NNPDF4.0 closure test runcards
Created by: wilsonmr
I'd quite like to get a second opinion on the runcard which will be used for the NNPDF4.0 closure tests. I made some "easier on the eye" summaries of the two sets in the following reports:
-
Fitted data: https://vp.nnpdf.science/spjGAIj0QgCKvp33-gZ69Q==(see comments below) -
Out of sample data: https://vp.nnpdf.science/XDkEioYKTSOVf-S3o7S_5w==(see comments below)

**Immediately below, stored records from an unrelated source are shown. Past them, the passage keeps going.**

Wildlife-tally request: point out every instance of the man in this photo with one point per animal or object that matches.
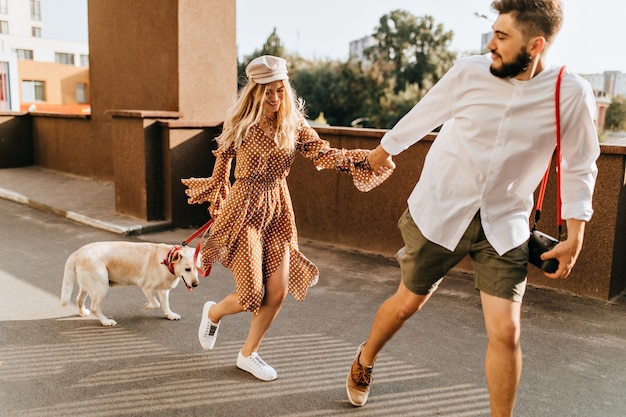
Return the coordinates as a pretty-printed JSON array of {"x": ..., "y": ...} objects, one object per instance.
[{"x": 475, "y": 193}]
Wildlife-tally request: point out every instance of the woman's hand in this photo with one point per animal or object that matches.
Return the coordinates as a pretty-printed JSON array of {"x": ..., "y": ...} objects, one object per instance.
[{"x": 380, "y": 161}]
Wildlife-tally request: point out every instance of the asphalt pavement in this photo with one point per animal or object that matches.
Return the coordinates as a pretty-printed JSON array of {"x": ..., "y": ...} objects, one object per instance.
[{"x": 54, "y": 363}]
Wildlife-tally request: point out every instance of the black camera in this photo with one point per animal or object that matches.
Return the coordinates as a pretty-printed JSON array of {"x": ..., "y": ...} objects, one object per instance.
[{"x": 539, "y": 243}]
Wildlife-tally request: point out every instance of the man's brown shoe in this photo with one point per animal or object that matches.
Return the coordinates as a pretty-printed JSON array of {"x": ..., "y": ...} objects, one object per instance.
[{"x": 359, "y": 380}]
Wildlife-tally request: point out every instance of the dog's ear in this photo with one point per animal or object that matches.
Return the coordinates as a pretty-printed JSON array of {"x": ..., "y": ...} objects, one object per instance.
[{"x": 176, "y": 257}]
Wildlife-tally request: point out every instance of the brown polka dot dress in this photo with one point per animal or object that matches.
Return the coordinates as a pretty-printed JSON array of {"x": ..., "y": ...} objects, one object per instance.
[{"x": 254, "y": 219}]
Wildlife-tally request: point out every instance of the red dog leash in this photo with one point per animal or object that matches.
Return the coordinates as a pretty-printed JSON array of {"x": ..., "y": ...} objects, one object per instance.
[{"x": 203, "y": 230}]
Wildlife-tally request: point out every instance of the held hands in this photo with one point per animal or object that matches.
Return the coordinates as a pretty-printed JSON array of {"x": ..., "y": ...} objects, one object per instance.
[
  {"x": 567, "y": 251},
  {"x": 380, "y": 161}
]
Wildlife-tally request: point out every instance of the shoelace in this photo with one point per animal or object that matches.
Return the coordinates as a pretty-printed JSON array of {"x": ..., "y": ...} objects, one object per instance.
[
  {"x": 259, "y": 362},
  {"x": 362, "y": 376},
  {"x": 210, "y": 331}
]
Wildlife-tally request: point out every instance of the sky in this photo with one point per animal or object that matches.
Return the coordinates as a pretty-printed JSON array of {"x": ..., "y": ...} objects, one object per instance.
[{"x": 590, "y": 41}]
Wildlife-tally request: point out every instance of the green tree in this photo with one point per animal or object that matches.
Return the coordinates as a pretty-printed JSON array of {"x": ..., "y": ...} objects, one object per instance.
[
  {"x": 273, "y": 46},
  {"x": 342, "y": 91},
  {"x": 411, "y": 50},
  {"x": 616, "y": 114}
]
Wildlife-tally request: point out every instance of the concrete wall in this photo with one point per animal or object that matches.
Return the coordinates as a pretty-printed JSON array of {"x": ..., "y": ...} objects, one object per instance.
[{"x": 163, "y": 55}]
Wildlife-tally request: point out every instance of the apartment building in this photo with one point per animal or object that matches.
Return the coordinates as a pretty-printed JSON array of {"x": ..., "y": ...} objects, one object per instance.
[{"x": 36, "y": 73}]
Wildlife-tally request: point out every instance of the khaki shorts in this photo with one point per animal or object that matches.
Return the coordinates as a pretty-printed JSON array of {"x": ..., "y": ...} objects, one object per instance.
[{"x": 424, "y": 263}]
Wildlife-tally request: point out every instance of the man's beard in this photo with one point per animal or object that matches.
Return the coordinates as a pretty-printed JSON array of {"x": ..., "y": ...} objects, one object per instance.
[{"x": 515, "y": 68}]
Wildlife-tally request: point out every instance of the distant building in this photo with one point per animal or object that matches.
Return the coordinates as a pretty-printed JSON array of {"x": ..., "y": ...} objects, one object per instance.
[
  {"x": 37, "y": 73},
  {"x": 609, "y": 83}
]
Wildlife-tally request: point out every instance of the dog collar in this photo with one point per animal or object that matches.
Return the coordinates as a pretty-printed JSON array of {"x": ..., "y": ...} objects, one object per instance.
[{"x": 168, "y": 259}]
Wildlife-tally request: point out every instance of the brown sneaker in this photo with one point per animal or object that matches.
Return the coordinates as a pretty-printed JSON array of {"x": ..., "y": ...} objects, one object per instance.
[{"x": 359, "y": 380}]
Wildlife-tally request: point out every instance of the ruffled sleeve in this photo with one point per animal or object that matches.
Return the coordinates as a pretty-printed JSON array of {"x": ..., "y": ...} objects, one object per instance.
[
  {"x": 352, "y": 161},
  {"x": 215, "y": 189}
]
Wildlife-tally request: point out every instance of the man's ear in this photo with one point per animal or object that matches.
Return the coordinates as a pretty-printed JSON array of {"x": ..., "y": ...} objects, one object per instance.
[{"x": 536, "y": 45}]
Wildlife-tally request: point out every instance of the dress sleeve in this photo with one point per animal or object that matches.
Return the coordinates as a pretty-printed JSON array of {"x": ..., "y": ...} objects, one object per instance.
[
  {"x": 351, "y": 161},
  {"x": 215, "y": 189}
]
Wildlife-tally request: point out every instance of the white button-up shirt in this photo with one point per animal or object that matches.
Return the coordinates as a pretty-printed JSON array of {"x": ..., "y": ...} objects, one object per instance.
[{"x": 497, "y": 140}]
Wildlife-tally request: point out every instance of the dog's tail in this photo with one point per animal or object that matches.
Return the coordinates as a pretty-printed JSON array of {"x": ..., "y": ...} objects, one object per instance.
[{"x": 69, "y": 278}]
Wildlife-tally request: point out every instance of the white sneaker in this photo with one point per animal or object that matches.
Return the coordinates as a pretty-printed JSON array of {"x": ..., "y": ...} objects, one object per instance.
[
  {"x": 207, "y": 332},
  {"x": 256, "y": 366}
]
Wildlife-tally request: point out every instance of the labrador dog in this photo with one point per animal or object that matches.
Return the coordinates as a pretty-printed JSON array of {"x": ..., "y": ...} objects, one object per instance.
[{"x": 154, "y": 267}]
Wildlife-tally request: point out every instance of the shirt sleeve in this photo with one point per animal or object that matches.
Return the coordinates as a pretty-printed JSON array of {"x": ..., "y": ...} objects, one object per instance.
[
  {"x": 434, "y": 109},
  {"x": 580, "y": 149},
  {"x": 350, "y": 161},
  {"x": 215, "y": 189}
]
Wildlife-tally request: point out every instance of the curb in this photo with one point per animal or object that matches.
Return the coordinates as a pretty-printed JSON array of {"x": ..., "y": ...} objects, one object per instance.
[{"x": 135, "y": 229}]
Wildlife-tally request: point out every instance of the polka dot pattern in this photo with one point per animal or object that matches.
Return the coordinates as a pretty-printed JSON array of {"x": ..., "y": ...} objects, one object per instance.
[{"x": 254, "y": 219}]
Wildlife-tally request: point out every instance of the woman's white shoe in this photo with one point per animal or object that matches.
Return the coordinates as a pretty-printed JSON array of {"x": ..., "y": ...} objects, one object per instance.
[{"x": 256, "y": 366}]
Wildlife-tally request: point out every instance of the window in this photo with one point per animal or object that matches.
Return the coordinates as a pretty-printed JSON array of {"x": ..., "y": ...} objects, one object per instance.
[
  {"x": 35, "y": 10},
  {"x": 24, "y": 54},
  {"x": 5, "y": 90},
  {"x": 33, "y": 91},
  {"x": 64, "y": 58},
  {"x": 81, "y": 93}
]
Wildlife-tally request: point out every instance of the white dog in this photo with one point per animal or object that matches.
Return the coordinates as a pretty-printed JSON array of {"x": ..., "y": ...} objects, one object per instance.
[{"x": 155, "y": 268}]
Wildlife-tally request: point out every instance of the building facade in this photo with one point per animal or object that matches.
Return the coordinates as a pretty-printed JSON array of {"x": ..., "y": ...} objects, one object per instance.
[{"x": 36, "y": 73}]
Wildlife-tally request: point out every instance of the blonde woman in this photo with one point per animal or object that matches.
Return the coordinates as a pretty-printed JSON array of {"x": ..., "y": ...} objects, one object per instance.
[{"x": 254, "y": 234}]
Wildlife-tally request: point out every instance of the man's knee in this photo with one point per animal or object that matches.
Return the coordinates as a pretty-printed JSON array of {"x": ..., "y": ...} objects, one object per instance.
[{"x": 408, "y": 303}]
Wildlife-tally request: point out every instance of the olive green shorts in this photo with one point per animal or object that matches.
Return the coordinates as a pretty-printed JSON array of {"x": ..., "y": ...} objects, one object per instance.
[{"x": 424, "y": 263}]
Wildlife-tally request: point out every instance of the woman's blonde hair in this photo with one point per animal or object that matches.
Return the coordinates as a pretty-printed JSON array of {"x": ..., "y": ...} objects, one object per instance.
[{"x": 247, "y": 111}]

In essence I took NNPDF40_full_candidate.yml
from #675 and then put most datasets with # N
in the out of sample, and kept the rest as 3.1 datasets. With some caveats:
I decided the following datasets were updated versions of 3.1 datasets:
- { dataset: CHORUSNUPb, frac: 0.5} # U
- { dataset: CHORUSNBPb, frac: 0.5} # U
- { dataset: NTVNUDMNFe, frac: 0.5, cfac: [MAS]} # U
- { dataset: NTVNBDMNFe, frac: 0.5, cfac: [MAS]} # U
- {dataset: HERACOMB_SIGMARED_C, frac: 0.5} # U
- {dataset: HERACOMB_SIGMARED_B, frac: 0.5} # U
- { dataset: ATLASWZRAP11CC, frac: 0.5, cfac: [QCD] } # U
- {dataset: ATLAS_1JET_8TEV_R06_DEC, frac: 0.5, cfac: [QCD]} # U
I think most of these aren't controversial picks, except for ATLAS_1JET_8TEV_R06_DEC
I thought that in essence this was more like an updated dataset than a completely new one because we had single jets in 3.1 and if I remove this we have absolutely none since the CMS single jets have been removed.

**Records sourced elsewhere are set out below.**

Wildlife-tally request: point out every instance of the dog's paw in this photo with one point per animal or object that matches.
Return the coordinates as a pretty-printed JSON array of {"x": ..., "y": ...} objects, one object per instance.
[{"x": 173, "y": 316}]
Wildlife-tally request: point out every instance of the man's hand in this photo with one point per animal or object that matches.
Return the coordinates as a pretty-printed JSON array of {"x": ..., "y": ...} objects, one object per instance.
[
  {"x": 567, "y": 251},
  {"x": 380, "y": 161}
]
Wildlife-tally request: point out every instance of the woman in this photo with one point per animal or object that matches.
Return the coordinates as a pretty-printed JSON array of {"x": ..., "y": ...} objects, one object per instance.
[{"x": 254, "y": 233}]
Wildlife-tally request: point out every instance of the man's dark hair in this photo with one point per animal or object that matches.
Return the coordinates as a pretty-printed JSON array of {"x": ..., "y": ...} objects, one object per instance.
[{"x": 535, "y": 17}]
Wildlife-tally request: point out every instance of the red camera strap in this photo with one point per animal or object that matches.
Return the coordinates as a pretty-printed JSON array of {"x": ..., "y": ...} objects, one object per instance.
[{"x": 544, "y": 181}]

I tested that fitted data and out of sample data don't intersect and also checked that all 76 datasets were allocated to fitted or out of sample. Using the following script:
Click to see script
#!/usr/bin/env python
"""
intersect_datasets.py
Give runcard A and B, check how many datasets how many datasets intersect
and print as fraction of both individual sets of data. This doesn't check whether
the settings for the datasets are consistent.
"""
import argparse
from reportengine.compat import yaml
def runcard_to_dataset_set(runcard_yaml):
"""Given a parsed configuration file (fit or validphys runcard) extract
the experiments key and then return a set containing the name of all the
datasets.
"""
experiments = runcard_yaml["experiments"]
return {ds["dataset"] for exp in experiments for ds in exp["datasets"]}
def main():
parser = argparse.ArgumentParser(description=__doc__)
parser.add_argument("runcard_a", type=str, help="path to first runcard")
parser.add_argument("runcard_b", type=str, help="path to second runcard")
args = parser.parse_args()
with open(args.runcard_a, "r") as file:
runcard_a = yaml.safe_load(file)
set_a = runcard_to_dataset_set(runcard_a)
with open(args.runcard_b, "r") as file:
runcard_b = yaml.safe_load(file)
set_b = runcard_to_dataset_set(runcard_b)
set_intersect = set_a.intersection(set_b)
print(
f"{len(set_intersect)} / {len(set_a)} datasets overlapped from "
f"{args.runcard_a}. With {len(set_intersect)} / {len(set_b)} datasets from {args.runcard_b}."
)
if __name__ == "__main__":
main()
But I don't know how much reusability this script has so haven't added it to the repo.